An Israeli reserve soldier died after a suspected militant opened fire on his car near a settlement in the West Bank on Thursday, the military and medics said.
Over 1,400 people have died on the Israeli side, mainly civilians killed during Hamas’ initial attack, also an unprecedented figure. Twenty Israeli soldiers have been killed in Gaza since the start of the ground operation.
Rocket fire from Gaza into Israel, and daily skirmishes between Israel and Lebanon's Hezbollah militants, has disrupted life for millions of Israelis and forced an estimated 250,000 to evacuate border towns.
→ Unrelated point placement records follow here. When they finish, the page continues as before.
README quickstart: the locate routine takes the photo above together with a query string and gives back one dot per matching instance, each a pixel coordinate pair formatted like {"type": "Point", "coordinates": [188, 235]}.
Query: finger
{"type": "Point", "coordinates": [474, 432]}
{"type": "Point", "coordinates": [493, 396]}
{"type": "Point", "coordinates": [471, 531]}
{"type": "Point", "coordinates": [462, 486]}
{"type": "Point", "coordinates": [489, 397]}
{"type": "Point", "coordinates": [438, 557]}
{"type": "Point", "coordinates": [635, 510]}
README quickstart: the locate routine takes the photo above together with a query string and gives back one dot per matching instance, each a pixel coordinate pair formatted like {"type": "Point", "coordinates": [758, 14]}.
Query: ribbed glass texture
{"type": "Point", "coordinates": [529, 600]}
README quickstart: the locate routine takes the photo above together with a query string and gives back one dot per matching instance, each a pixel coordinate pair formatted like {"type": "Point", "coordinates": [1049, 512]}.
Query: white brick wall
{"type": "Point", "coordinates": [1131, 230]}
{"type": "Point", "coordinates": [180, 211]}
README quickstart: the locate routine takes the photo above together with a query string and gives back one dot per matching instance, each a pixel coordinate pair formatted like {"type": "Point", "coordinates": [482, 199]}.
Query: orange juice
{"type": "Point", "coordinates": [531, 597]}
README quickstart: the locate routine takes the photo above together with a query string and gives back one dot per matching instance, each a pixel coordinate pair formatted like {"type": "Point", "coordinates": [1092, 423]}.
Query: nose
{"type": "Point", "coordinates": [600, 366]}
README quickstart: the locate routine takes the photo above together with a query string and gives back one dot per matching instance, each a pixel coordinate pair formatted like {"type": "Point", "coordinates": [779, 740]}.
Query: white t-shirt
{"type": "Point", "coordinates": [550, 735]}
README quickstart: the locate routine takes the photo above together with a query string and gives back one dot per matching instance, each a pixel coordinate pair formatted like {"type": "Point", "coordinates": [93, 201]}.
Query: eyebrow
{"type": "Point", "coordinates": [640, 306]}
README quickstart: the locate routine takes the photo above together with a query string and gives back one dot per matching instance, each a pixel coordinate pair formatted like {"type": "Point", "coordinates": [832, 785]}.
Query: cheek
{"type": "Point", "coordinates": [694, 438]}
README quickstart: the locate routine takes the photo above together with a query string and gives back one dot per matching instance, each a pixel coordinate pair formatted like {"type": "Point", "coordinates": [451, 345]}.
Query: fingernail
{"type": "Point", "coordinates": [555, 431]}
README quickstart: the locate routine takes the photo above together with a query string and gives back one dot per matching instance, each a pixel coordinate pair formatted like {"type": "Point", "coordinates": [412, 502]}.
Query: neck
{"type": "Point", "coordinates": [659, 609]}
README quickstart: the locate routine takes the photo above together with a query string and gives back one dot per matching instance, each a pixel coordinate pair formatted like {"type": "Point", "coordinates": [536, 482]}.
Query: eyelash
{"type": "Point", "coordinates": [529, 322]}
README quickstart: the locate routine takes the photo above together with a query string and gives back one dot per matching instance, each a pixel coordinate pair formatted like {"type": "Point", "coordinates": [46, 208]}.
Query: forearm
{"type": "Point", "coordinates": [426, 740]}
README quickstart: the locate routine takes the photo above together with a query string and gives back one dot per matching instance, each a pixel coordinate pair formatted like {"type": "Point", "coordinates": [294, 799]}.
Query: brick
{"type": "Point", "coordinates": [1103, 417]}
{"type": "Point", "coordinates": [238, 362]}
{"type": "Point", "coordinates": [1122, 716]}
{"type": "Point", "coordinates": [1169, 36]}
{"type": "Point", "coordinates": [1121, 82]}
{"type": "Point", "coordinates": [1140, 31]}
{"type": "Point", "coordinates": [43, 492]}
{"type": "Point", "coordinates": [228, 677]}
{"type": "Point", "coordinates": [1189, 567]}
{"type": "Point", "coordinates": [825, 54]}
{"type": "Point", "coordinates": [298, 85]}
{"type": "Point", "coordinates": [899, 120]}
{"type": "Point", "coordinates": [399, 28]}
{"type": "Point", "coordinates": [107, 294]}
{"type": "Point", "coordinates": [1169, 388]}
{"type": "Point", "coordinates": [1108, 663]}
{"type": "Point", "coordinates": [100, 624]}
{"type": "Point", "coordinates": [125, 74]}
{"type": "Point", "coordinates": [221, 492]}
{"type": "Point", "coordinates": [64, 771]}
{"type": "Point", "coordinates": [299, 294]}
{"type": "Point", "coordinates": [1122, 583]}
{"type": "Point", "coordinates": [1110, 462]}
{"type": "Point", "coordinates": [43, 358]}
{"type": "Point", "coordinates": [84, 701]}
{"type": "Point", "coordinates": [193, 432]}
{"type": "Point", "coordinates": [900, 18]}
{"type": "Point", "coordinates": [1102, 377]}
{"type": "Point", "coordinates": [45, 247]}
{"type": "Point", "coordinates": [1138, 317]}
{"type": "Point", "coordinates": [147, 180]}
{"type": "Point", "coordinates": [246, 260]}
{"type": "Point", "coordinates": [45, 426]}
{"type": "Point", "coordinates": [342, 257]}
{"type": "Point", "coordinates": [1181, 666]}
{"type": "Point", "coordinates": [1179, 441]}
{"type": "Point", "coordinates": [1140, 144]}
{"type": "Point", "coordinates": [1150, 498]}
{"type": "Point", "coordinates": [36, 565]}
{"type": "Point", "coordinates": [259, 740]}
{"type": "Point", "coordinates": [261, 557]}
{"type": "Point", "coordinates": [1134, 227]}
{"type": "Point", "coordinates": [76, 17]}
Most rockets are intercepted or fall in open areas.
Residents of Gaza face an increasingly dire situation amid a territory-wide blackout. The World Health Organization said the lack of fuel for hospitals' generators puts at risk 1,000 patients on kidney dialysis, 130 premature babies in incubators, as well as cancer patients and patients on ventilators.
Israel has refused to allow fuel in, saying Hamas is hoarding fuel for military use and would steal new supplies entering.
Halevi said Wednesday that when Israel is convinced that fuel has truly run out, it would be willing to allow in new supplies with supervision to ensure it does not reach Hamas. But Netanyahu told reporters that the war cabinet “has not approved any decision” to let in fuel.